中国で空前のキャンプブームが起きている。

Shutterstock

厳しい移動制限を伴うゼロコロナ政策で中国の旅行業界が不振にあえぐ中、遠くに出かけず非日常を楽しめるキャンプが若者の間で大流行し、市場の“救世主”として注目を集めている。

中国のキャンプ市場は歴史が浅く伸び代が期待できるため、企業の参入ラッシュが続く。日本のインバウンド業界にとっても、キャンプやグランピングは新たな成長分野になるかもしれない。

中国版インスタ「RED」で人気爆発

上海で3月中旬に新型コロナウイルスの感染が拡大し、外出制限が敷かれるようになると、自宅のリビングやサンルーフにテントを設営して、家族で楽しむ様子がSNSで拡散した。

その後、上海が封鎖され、4月下旬には首都の北京も感染拡大を受け、通勤や通学、飲食店の営業が制限された。

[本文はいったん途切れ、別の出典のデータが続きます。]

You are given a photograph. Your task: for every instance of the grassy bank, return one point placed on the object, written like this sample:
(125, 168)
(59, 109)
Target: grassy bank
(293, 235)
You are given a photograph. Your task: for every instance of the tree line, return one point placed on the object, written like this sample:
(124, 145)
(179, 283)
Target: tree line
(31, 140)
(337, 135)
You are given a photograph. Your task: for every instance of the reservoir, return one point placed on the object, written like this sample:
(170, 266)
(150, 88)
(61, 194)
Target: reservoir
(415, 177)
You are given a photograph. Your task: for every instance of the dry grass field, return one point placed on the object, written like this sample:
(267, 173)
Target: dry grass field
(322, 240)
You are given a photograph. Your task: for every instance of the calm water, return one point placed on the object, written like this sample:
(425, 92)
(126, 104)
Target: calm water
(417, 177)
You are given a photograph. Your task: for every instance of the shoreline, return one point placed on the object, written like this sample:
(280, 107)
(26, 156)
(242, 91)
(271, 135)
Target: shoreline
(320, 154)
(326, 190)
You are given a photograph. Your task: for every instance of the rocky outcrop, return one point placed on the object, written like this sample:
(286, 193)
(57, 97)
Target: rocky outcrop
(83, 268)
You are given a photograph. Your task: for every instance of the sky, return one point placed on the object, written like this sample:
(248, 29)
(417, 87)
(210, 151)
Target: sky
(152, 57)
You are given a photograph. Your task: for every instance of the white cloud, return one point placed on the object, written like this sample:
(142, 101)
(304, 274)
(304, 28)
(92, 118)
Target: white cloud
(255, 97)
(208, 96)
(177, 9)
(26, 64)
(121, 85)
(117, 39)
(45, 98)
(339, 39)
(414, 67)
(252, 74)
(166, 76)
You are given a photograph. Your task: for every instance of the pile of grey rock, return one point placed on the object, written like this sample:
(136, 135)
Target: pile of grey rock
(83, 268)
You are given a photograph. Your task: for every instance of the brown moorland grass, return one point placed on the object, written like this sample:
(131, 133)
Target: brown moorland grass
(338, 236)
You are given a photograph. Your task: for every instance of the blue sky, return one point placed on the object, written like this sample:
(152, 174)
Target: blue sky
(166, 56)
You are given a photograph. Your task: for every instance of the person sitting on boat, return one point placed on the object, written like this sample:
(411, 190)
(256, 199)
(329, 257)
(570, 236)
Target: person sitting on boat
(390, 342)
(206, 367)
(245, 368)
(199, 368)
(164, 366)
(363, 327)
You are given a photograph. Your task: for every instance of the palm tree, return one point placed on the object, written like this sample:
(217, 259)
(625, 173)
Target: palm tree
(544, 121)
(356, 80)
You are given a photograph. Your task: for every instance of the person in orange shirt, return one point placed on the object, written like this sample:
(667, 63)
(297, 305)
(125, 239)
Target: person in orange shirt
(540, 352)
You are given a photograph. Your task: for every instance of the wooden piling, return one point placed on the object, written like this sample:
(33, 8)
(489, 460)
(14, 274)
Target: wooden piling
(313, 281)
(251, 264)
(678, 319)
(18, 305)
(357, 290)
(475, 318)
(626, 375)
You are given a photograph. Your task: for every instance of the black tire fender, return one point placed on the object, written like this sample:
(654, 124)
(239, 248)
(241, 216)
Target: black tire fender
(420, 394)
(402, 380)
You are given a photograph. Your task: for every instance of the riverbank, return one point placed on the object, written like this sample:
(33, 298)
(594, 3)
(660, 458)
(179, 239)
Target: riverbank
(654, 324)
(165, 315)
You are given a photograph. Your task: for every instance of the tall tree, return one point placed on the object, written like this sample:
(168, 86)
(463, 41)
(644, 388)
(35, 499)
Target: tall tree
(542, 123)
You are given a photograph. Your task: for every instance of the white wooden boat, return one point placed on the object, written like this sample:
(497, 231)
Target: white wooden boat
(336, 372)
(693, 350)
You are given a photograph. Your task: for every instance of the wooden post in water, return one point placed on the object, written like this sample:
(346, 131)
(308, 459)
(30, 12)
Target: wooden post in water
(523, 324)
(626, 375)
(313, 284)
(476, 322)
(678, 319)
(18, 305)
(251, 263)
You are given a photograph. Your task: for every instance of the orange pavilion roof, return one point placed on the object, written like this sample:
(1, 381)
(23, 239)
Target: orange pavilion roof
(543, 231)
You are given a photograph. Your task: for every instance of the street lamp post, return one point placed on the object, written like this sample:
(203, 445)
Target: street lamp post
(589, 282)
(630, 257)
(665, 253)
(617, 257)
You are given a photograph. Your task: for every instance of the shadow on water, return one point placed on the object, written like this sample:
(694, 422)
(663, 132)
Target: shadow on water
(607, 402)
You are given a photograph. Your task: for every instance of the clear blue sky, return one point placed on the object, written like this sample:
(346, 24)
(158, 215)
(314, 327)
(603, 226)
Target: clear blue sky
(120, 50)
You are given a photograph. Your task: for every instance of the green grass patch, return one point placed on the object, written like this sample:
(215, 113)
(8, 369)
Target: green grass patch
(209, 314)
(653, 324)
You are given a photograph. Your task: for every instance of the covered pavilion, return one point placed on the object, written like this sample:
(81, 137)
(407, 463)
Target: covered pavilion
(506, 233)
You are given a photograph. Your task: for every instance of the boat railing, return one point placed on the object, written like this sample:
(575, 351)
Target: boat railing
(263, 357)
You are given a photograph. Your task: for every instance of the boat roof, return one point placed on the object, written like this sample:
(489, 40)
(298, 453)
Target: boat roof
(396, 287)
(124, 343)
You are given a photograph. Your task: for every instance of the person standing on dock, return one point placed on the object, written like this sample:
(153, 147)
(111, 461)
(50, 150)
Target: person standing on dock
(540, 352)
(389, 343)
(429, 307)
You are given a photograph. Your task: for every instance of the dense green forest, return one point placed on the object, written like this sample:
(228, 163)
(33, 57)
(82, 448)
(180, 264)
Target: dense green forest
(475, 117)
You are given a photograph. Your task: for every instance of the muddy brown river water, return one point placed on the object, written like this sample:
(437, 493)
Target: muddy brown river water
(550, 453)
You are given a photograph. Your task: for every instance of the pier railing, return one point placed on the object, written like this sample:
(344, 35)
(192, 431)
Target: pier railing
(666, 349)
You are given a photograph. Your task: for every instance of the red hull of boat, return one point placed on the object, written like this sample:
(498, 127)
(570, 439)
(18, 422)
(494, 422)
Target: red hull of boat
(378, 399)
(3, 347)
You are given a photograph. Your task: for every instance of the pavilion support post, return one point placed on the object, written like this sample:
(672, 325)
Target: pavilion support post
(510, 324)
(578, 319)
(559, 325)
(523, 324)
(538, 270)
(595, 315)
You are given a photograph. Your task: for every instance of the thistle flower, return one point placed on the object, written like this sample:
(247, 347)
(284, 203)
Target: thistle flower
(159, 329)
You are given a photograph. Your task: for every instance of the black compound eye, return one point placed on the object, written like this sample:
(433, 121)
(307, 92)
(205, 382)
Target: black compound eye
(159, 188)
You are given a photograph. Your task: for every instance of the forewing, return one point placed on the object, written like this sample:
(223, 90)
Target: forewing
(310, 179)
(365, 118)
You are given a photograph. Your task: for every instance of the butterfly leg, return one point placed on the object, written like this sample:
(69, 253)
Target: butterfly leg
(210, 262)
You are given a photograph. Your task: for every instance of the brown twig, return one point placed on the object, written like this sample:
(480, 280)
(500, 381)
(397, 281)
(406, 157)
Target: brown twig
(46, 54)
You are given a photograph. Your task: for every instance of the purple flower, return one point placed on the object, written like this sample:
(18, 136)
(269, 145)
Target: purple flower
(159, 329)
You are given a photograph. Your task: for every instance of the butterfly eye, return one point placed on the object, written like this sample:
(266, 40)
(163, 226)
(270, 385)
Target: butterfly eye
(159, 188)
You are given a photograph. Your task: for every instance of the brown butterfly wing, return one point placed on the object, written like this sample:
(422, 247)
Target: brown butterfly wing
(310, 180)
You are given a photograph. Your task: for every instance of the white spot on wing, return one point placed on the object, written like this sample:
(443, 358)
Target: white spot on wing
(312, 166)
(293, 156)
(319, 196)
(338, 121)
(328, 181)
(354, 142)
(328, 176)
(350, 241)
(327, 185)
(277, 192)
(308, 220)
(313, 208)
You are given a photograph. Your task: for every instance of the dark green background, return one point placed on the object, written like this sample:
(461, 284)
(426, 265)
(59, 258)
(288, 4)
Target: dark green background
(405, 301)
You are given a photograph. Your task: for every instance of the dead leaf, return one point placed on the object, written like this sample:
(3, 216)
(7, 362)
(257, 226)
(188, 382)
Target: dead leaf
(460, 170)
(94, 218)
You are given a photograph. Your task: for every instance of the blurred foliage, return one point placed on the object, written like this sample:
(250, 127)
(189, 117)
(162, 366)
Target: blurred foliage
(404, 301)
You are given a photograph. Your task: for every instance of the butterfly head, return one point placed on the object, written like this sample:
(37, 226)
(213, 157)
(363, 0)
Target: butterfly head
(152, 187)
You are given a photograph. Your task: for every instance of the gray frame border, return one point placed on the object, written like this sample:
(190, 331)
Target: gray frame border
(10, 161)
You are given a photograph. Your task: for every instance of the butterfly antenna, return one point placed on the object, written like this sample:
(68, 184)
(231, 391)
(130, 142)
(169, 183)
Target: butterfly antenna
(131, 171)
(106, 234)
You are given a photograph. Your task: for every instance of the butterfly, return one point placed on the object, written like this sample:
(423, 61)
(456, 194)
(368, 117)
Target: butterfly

中国は感染対策として行動追跡アプリ「健康コード」が広く導入され、感染拡大局面では市や省をまたいで移動すると健康コードの色が変わり、出勤や公共交通機関の利用もしにくくなる。

全国的に遠出の自粛ムードが蔓延する中、4月末から5月初めのメーデーの5連休に、中国版インスタグラム「小紅書(RED)」でキャンプを楽しむ若い女性たちの投稿が爆発的に増えた。

感染リスクが低い地域で、近場かつSNSでの“映え”も期待できるキャンプ場に若者や親子連れがなだれ込んだようだ。

キャンプの人気ぶりは旅行プラットフォームのデータにも現れた。

宿泊施設や観光施設、交通チケットの予約サイト「去哪儿(Qunar)」によると、メーデー休暇中のキャンプ関連施設の予約は前年同期比3倍に、キャンプができる公園の入場券の販売数は前年の1.4倍に増えた。「キャンプ」をキーワードに入れたホテルや民泊施設の予約数も大幅に上昇した。北京、上海、広州市、深セン市の一級都市のうち感染が広がっていない広州、深セン両市のキャンプ場は特に大盛況だったという。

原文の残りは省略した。